The legislation was passed in 2021 but faced several legal challenges. Eventually, the Illinois Supreme Court ruled the law constitutional.

The law sparked concern for public safety, under the misconception that anyone charged with any crime would be released before their trial. Illinois is the only state to fully eliminate cash bail so far.

Peoria County State’s Attorney Jodi Hoos said her office is ready. Sheriff Chris Watkins said his office is prepared, though they will have to wait and see the effects.

“They’re not smiling about it,” Watkins said of his deputies. “I think even the general public it’s like, is this going to make our community safer?”

There are around 370 inmates in the Peoria County Jail right now, most of them on violent charges according to Watkins and Hoos. Those who are currently in jail for lower-level offenses and nonviolent crimes will have to file a motion for their pre-trial release.

“We do anticipate a number of motions for release will be filed,” Hoos said. “But we have a timeline that’s in place.”

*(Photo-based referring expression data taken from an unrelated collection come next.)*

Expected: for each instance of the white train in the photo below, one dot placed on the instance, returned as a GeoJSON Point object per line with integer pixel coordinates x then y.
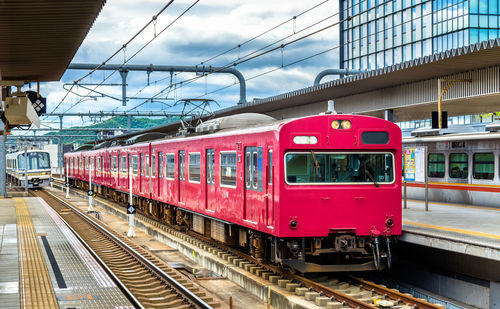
{"type": "Point", "coordinates": [462, 167]}
{"type": "Point", "coordinates": [37, 165]}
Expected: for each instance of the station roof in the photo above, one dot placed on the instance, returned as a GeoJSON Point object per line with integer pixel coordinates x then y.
{"type": "Point", "coordinates": [38, 39]}
{"type": "Point", "coordinates": [476, 56]}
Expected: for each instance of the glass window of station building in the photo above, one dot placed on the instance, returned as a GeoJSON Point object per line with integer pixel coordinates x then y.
{"type": "Point", "coordinates": [376, 33]}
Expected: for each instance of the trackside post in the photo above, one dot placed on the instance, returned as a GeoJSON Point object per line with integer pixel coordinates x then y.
{"type": "Point", "coordinates": [90, 187]}
{"type": "Point", "coordinates": [131, 208]}
{"type": "Point", "coordinates": [67, 180]}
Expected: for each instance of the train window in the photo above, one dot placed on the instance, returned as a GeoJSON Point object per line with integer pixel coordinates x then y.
{"type": "Point", "coordinates": [170, 166]}
{"type": "Point", "coordinates": [255, 171]}
{"type": "Point", "coordinates": [331, 168]}
{"type": "Point", "coordinates": [436, 165]}
{"type": "Point", "coordinates": [248, 169]}
{"type": "Point", "coordinates": [458, 165]}
{"type": "Point", "coordinates": [142, 164]}
{"type": "Point", "coordinates": [483, 165]}
{"type": "Point", "coordinates": [270, 170]}
{"type": "Point", "coordinates": [124, 164]}
{"type": "Point", "coordinates": [210, 157]}
{"type": "Point", "coordinates": [34, 160]}
{"type": "Point", "coordinates": [153, 165]}
{"type": "Point", "coordinates": [228, 169]}
{"type": "Point", "coordinates": [135, 164]}
{"type": "Point", "coordinates": [374, 137]}
{"type": "Point", "coordinates": [115, 165]}
{"type": "Point", "coordinates": [182, 165]}
{"type": "Point", "coordinates": [194, 167]}
{"type": "Point", "coordinates": [160, 164]}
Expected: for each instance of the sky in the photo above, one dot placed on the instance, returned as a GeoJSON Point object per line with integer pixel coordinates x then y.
{"type": "Point", "coordinates": [207, 30]}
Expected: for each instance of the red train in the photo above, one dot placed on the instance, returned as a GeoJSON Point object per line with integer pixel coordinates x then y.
{"type": "Point", "coordinates": [319, 193]}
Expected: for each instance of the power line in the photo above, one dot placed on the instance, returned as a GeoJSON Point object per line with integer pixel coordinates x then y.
{"type": "Point", "coordinates": [245, 42]}
{"type": "Point", "coordinates": [321, 52]}
{"type": "Point", "coordinates": [153, 19]}
{"type": "Point", "coordinates": [127, 60]}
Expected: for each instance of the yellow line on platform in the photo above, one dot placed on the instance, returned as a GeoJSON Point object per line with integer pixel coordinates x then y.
{"type": "Point", "coordinates": [450, 229]}
{"type": "Point", "coordinates": [35, 286]}
{"type": "Point", "coordinates": [456, 205]}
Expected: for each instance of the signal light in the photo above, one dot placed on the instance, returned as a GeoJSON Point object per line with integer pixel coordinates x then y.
{"type": "Point", "coordinates": [341, 124]}
{"type": "Point", "coordinates": [346, 124]}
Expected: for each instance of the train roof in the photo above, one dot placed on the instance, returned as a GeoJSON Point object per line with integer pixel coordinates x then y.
{"type": "Point", "coordinates": [14, 154]}
{"type": "Point", "coordinates": [225, 126]}
{"type": "Point", "coordinates": [468, 134]}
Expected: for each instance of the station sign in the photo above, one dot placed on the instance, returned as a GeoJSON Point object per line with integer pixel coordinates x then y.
{"type": "Point", "coordinates": [131, 210]}
{"type": "Point", "coordinates": [414, 164]}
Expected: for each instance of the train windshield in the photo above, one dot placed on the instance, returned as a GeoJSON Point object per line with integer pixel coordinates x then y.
{"type": "Point", "coordinates": [36, 161]}
{"type": "Point", "coordinates": [337, 168]}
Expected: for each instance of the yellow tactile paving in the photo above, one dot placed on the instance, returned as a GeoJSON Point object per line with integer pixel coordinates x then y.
{"type": "Point", "coordinates": [35, 287]}
{"type": "Point", "coordinates": [455, 230]}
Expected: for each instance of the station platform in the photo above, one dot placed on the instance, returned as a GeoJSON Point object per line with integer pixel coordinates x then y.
{"type": "Point", "coordinates": [43, 265]}
{"type": "Point", "coordinates": [470, 230]}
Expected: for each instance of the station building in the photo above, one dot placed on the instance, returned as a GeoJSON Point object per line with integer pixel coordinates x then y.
{"type": "Point", "coordinates": [376, 34]}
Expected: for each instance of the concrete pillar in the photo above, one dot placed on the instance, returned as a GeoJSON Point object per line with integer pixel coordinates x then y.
{"type": "Point", "coordinates": [494, 294]}
{"type": "Point", "coordinates": [389, 115]}
{"type": "Point", "coordinates": [123, 74]}
{"type": "Point", "coordinates": [3, 138]}
{"type": "Point", "coordinates": [60, 157]}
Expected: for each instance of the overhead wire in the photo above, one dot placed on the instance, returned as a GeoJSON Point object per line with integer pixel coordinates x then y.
{"type": "Point", "coordinates": [153, 19]}
{"type": "Point", "coordinates": [244, 43]}
{"type": "Point", "coordinates": [313, 55]}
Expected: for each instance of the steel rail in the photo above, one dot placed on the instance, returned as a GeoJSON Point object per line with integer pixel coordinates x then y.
{"type": "Point", "coordinates": [176, 285]}
{"type": "Point", "coordinates": [396, 295]}
{"type": "Point", "coordinates": [316, 286]}
{"type": "Point", "coordinates": [135, 302]}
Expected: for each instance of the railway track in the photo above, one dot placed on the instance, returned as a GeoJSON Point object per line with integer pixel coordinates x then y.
{"type": "Point", "coordinates": [146, 280]}
{"type": "Point", "coordinates": [332, 292]}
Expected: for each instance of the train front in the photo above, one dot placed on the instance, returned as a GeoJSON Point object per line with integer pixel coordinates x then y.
{"type": "Point", "coordinates": [340, 201]}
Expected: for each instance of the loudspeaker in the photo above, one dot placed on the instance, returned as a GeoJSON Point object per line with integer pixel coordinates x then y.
{"type": "Point", "coordinates": [435, 120]}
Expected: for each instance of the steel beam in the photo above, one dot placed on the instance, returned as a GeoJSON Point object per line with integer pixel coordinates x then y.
{"type": "Point", "coordinates": [116, 114]}
{"type": "Point", "coordinates": [340, 72]}
{"type": "Point", "coordinates": [80, 129]}
{"type": "Point", "coordinates": [164, 68]}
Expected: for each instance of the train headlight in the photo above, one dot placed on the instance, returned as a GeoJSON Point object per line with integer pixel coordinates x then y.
{"type": "Point", "coordinates": [302, 139]}
{"type": "Point", "coordinates": [346, 124]}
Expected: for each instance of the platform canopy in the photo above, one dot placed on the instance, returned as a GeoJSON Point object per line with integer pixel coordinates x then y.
{"type": "Point", "coordinates": [39, 38]}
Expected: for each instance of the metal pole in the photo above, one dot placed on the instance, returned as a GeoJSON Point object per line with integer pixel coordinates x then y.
{"type": "Point", "coordinates": [440, 120]}
{"type": "Point", "coordinates": [123, 74]}
{"type": "Point", "coordinates": [405, 196]}
{"type": "Point", "coordinates": [26, 168]}
{"type": "Point", "coordinates": [426, 180]}
{"type": "Point", "coordinates": [67, 180]}
{"type": "Point", "coordinates": [131, 231]}
{"type": "Point", "coordinates": [3, 166]}
{"type": "Point", "coordinates": [90, 187]}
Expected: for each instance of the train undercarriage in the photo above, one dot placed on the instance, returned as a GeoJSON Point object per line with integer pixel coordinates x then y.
{"type": "Point", "coordinates": [336, 253]}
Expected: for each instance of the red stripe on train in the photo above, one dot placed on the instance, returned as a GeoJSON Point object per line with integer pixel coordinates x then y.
{"type": "Point", "coordinates": [455, 187]}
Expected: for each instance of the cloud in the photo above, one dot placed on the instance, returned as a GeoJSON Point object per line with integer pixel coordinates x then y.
{"type": "Point", "coordinates": [209, 29]}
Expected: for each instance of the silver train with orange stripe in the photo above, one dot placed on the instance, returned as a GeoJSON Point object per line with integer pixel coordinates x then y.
{"type": "Point", "coordinates": [462, 167]}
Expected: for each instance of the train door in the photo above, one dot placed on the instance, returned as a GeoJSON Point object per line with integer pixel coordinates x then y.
{"type": "Point", "coordinates": [270, 189]}
{"type": "Point", "coordinates": [254, 195]}
{"type": "Point", "coordinates": [161, 168]}
{"type": "Point", "coordinates": [210, 190]}
{"type": "Point", "coordinates": [182, 176]}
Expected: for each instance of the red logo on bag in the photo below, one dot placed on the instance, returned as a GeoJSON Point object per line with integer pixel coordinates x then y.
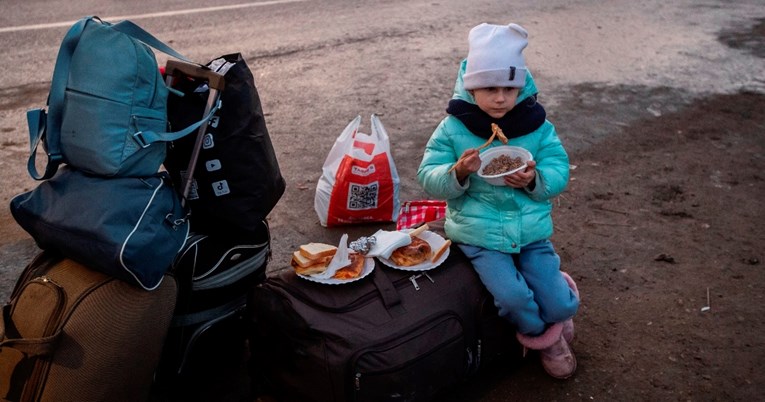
{"type": "Point", "coordinates": [363, 191]}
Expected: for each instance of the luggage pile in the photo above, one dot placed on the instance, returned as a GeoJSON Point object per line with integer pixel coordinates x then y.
{"type": "Point", "coordinates": [139, 272]}
{"type": "Point", "coordinates": [152, 280]}
{"type": "Point", "coordinates": [396, 335]}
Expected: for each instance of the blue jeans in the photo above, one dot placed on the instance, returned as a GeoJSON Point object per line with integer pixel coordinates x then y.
{"type": "Point", "coordinates": [528, 288]}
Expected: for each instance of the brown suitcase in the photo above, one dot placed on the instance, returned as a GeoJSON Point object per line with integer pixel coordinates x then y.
{"type": "Point", "coordinates": [70, 333]}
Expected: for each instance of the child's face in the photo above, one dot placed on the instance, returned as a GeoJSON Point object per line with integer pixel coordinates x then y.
{"type": "Point", "coordinates": [496, 101]}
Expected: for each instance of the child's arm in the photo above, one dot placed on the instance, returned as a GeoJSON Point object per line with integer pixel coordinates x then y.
{"type": "Point", "coordinates": [438, 158]}
{"type": "Point", "coordinates": [552, 166]}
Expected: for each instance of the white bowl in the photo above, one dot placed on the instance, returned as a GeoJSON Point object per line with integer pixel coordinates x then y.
{"type": "Point", "coordinates": [511, 151]}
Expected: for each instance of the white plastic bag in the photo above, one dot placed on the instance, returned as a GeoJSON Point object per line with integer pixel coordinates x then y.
{"type": "Point", "coordinates": [359, 181]}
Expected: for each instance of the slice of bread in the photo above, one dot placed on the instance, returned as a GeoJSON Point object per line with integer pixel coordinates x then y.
{"type": "Point", "coordinates": [314, 251]}
{"type": "Point", "coordinates": [303, 261]}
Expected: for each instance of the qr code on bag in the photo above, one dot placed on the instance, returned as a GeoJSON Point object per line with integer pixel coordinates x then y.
{"type": "Point", "coordinates": [363, 196]}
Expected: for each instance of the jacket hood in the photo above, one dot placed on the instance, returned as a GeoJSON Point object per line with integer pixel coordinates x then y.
{"type": "Point", "coordinates": [529, 89]}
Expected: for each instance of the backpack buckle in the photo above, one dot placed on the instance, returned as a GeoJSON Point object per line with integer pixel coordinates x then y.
{"type": "Point", "coordinates": [140, 140]}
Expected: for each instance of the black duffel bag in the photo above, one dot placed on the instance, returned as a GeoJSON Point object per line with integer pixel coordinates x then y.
{"type": "Point", "coordinates": [237, 177]}
{"type": "Point", "coordinates": [392, 336]}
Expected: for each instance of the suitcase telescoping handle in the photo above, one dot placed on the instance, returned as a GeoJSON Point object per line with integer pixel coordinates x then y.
{"type": "Point", "coordinates": [215, 82]}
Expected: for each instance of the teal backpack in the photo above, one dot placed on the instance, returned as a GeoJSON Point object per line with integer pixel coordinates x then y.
{"type": "Point", "coordinates": [107, 106]}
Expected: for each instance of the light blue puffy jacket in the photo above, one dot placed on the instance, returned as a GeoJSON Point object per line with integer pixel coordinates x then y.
{"type": "Point", "coordinates": [494, 217]}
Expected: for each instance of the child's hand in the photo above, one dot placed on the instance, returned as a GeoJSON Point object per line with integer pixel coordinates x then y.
{"type": "Point", "coordinates": [522, 178]}
{"type": "Point", "coordinates": [468, 163]}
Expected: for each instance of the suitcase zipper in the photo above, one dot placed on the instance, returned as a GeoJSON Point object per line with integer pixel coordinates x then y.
{"type": "Point", "coordinates": [372, 295]}
{"type": "Point", "coordinates": [234, 274]}
{"type": "Point", "coordinates": [54, 321]}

Low-level offenders are often used across Peoria County for maintenance labor. A recently escaped inmate was taking out the trash when he ran off. Without those nonviolent offenders, there won’t be anyone to do that work, Watkins said. The county will have to contract those services out.

Judges will determine who is released based on their charges and criminal history. Violent offenders will still be detained before their trial.

“We will still be able to detain all those violent offenders that we detain today,” Hoos said. “Shootings, murderers, home invasions, assaults, all those cases.”

The law also moves up the timeline for a defendant to face trial. Courts must try someone within a 90-day window as opposed to a 120-day window from when they were charged.

In Knox County, State’s Attorney Jeremy Karlin said that a tighter timeline could cause extra stress while building a case, as they wait for forensic evidence to get back to them.

Karlin was one of the attorneys who initially sued the state over the elimination of cash bail. He said while he agrees with not keeping someone in jail because of their economic status, he had issues with the law as written. The trailer bill cleared up a lot of those problems, he said.

“I think the concern is from a small misconception about what the statute does, as well as we are all fearful of change in one way or another,” Karlin said.

There have been numerous training sessions for law enforcement in Knox County. They expanded the training to the general public so people could learn how the new system works. Karlin finds the critiques of the elimination of cash bail aren’t solved by keeping it around.

“People get released and then they commit new crimes,” Karlin said of the current system. “The SAFE-T Act isn’t really going to change that.”

Karlin said his office has also purposefully asked for a high bond to keep someone detained, and then were surprised when they raised the funds to pay. In their small community, they know defendants and their histories well.

Watkins, Hoos, and Karlin agree some wrinkles will need to be ironed out. The next three months will provide a clearer picture of how the elimination of cash bail will impact public safety.